Lässt sich ein Paar nach drei Ehejahren scheiden und ist aus der Beziehung ein Junge hervorgegangen, der zum Zeitpunkt der Scheidung 1 Jahr alt gewesen ist, so hat die Mutter auch dann kein Recht, dem Vater den Umgang mit dem Kind komplett zu verweigern, wenn sie ihn für die instabile Psyche des Sohnemannes sowie für die eigenen Probleme verantwortlich macht. Die Mutter hatte den Mann während der Ehe sogar einmal wegen Vergewaltigung angezeigt; die Ermittlungen wurden später jedoch eingestellt. Dies alles hat keinen Einfluss auf das Umgangsrecht.

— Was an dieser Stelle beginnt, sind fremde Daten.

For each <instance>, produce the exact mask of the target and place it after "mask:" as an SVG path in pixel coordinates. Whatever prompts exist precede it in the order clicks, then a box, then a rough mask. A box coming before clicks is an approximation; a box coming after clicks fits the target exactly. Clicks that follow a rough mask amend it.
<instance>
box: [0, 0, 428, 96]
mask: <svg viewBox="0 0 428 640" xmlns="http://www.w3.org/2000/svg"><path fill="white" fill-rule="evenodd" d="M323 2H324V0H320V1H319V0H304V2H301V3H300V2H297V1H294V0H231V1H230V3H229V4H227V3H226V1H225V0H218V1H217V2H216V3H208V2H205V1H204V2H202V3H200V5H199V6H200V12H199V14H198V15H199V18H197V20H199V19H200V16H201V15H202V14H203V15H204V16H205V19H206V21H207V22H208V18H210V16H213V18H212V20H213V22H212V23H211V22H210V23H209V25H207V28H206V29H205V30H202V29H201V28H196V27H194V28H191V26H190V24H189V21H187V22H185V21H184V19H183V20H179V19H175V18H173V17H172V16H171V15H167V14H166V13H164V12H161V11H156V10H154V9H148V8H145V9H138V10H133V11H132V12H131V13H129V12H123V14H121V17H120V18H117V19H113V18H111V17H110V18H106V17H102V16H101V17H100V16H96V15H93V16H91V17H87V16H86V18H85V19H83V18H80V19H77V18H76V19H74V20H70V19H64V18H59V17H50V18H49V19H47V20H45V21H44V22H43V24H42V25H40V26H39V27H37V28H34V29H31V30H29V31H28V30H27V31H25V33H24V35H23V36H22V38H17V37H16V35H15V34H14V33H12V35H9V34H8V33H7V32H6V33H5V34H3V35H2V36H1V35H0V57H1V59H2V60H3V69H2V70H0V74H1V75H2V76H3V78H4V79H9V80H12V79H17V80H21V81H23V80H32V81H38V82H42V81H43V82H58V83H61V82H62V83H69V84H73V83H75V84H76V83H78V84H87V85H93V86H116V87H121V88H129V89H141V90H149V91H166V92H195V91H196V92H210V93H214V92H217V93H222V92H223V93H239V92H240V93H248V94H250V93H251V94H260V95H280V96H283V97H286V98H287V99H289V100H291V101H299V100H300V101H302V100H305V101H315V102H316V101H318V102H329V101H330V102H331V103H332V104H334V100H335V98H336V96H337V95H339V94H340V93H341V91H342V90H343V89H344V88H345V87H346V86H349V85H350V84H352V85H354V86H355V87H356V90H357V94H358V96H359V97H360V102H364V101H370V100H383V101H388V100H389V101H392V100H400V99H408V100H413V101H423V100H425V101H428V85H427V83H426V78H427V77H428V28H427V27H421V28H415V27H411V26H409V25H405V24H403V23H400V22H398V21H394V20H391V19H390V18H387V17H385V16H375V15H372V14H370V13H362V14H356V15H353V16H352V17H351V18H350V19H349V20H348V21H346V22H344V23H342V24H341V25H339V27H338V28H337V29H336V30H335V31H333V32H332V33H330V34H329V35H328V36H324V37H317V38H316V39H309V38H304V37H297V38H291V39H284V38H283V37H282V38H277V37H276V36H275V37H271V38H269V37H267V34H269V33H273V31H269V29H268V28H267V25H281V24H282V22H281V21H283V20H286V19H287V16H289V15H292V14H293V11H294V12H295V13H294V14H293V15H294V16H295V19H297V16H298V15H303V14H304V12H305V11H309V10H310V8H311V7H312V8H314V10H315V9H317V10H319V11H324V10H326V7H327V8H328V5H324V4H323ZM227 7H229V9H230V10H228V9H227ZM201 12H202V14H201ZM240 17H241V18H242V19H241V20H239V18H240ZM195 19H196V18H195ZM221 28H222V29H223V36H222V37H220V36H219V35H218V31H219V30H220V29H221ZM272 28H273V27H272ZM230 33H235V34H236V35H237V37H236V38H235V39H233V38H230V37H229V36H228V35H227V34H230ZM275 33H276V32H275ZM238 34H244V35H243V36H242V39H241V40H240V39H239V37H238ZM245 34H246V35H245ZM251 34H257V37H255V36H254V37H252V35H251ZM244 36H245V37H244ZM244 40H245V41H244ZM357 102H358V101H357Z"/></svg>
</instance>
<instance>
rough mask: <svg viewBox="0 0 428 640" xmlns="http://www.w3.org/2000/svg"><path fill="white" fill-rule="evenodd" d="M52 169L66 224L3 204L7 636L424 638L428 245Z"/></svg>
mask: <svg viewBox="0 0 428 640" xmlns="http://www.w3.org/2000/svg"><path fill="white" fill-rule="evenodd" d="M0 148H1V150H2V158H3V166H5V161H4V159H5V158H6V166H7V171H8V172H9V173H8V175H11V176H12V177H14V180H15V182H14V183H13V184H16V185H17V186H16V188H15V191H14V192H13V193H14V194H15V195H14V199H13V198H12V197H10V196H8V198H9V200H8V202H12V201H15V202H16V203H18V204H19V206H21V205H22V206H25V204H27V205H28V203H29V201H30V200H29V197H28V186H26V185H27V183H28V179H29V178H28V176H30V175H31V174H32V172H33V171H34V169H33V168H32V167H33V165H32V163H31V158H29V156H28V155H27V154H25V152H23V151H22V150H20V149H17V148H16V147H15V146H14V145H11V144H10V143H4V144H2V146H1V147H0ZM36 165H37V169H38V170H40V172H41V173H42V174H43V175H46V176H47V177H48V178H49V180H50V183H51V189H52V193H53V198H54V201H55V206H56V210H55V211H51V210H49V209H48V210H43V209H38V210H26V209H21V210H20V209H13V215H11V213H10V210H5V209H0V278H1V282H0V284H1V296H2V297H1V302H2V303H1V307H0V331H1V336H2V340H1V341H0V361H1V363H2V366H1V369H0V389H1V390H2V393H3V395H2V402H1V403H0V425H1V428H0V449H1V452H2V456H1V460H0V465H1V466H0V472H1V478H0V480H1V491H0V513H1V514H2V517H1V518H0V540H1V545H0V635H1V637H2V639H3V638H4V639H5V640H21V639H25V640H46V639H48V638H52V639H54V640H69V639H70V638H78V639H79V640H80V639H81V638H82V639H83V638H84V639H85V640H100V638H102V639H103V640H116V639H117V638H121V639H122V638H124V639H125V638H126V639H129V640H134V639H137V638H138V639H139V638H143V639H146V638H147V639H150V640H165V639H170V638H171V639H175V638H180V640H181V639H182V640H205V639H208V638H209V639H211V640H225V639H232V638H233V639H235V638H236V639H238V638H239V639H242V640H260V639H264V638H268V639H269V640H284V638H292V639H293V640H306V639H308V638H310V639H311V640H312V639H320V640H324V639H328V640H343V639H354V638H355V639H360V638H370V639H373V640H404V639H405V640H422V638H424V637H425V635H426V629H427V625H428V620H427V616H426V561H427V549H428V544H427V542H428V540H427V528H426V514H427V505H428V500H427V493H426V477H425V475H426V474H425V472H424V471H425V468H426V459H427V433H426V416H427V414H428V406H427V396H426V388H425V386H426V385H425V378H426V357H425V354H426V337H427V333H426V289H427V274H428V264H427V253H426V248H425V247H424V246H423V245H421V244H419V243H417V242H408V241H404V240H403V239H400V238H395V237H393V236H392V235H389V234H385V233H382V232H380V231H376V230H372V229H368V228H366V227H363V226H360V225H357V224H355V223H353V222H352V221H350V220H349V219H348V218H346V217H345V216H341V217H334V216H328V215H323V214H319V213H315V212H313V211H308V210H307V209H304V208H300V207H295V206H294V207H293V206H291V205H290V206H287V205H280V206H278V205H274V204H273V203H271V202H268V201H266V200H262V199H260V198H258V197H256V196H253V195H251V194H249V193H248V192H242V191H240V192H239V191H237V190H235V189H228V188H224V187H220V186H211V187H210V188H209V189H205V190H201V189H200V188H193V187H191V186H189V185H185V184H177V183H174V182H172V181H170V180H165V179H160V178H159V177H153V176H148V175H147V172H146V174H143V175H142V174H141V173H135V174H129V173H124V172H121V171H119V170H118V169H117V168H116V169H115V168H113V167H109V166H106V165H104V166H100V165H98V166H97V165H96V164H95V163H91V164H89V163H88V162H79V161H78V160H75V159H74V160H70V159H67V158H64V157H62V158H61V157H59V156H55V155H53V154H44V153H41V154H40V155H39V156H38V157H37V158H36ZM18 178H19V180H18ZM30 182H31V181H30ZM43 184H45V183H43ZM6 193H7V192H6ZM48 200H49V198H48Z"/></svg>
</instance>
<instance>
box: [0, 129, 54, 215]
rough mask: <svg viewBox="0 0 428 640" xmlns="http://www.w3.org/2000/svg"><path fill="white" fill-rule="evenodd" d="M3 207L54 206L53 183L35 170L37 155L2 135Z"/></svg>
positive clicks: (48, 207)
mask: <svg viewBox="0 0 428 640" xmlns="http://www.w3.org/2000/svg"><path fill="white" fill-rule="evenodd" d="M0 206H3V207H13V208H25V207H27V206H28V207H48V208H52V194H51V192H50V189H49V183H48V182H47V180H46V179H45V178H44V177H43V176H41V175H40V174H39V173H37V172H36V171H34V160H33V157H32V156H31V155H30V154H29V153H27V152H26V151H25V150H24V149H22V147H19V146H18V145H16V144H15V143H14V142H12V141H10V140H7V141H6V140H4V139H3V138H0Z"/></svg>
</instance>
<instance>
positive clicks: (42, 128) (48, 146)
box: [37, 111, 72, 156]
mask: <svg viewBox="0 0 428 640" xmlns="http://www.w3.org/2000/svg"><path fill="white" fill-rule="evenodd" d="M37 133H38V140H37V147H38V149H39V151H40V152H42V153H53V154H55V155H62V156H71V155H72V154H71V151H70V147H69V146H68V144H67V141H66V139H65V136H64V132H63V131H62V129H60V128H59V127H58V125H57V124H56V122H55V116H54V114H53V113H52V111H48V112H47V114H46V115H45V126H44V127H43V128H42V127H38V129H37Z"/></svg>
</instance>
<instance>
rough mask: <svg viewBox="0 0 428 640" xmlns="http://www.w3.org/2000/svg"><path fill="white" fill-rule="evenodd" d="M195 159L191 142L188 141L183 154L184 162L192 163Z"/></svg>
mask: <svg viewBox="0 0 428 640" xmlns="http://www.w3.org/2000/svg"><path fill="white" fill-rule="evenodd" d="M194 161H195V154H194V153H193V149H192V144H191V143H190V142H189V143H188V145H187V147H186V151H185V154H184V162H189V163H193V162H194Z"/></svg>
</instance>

Auch wenn sie sich nicht mit dem Ex auseinandersetzen kann, ohne dabei „in Tränen auszubrechen“, muss das Kind eine emotionale Beziehung zu seinem Vater aufbauen können. Der Papa muss jedenfalls nicht warten, bis die Frau durch die von ihr begonnene Psychotherapie in der Lage ist, den Kontakt zwischen ihm und seinem Kind zu tolerieren und die Sache insgesamt distanzierter zu betrachten. Das sei für ihn unzumutbar, so das Oberlandesgericht Karlsruhe in seinem Urteil zum Umgangsrecht.